I've dropped the canvas namespace, deleted source_namespace = canvas from the instructure_dap.table_sync table and run a full snapshot refresh on the canvas namespace!
I've had this problem and I had to drop and recreate the table with dap init.
I found users that have no pseudonym with this query:
select
u.*
from canvas.users u
left join canvas.pseudonyms p on p.user_id = u.id
where p.user_id is null
Here's my post from a while back when I had the issue:
Jason
In the dim recesses of my mind, I can actually recall reading that thread!
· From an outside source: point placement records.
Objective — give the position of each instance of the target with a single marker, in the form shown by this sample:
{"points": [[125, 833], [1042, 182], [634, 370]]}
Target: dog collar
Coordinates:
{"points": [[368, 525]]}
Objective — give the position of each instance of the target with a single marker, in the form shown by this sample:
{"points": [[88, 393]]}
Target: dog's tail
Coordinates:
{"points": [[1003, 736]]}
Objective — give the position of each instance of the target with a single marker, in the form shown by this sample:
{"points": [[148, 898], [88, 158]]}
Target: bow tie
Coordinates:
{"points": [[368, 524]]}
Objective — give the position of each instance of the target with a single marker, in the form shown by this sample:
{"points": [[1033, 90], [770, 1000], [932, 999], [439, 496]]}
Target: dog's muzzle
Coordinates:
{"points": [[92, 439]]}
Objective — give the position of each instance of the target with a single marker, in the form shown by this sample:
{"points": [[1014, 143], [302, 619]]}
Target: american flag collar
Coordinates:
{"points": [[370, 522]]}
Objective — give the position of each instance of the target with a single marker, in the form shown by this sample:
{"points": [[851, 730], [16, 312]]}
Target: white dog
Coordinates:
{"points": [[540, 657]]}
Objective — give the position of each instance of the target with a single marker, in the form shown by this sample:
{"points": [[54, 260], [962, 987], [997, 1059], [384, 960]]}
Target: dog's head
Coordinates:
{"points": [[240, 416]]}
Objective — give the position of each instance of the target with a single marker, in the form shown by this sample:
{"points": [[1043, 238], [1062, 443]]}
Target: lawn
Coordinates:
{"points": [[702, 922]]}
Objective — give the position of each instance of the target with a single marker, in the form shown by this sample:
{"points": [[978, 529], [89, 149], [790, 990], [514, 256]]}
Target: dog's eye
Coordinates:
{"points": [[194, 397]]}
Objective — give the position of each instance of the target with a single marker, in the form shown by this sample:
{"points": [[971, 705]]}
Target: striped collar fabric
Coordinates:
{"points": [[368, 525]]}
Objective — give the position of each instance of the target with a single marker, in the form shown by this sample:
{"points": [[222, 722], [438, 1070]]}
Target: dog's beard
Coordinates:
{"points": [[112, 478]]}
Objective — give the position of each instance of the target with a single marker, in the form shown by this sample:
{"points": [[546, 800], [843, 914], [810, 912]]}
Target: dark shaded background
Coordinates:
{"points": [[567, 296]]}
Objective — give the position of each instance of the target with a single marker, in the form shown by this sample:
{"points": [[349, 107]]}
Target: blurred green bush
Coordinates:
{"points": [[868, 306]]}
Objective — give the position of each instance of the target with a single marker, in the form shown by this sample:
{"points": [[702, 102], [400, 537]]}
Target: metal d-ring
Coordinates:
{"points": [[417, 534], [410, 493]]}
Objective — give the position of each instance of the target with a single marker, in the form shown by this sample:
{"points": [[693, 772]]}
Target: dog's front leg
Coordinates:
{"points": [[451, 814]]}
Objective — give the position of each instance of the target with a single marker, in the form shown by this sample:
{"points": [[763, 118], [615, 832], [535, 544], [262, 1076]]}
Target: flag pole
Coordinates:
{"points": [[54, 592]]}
I've pretty much done exactly the same troubleshooting (so something stuck)!
@LeventeHunyadi does it seem unusual that nothing was pulled by the two incremental queries given the user was created three calendar days earlier?
Being unable to join pseudonymn in CD2 to select sis_user_id and/or unique_id is problematic!
Canvas Live API and DAP API (a.k.a. CD 2) query different subsystems. DAP replicates the Canvas PostgreSQL database directly; all records that have been inserted/updated/deleted in Canvas should be reflected in DAP within 4 hours at most. If this is not the case, I would recommend that you open a support ticket such that the team can investigate. For example, they can take a look in the database directly to check if the record is there based on the record primary key. Records may occasionally end up in a quarantine if they violate the schema, and our team can check if this is the case if you share specifics. Thanks in advance!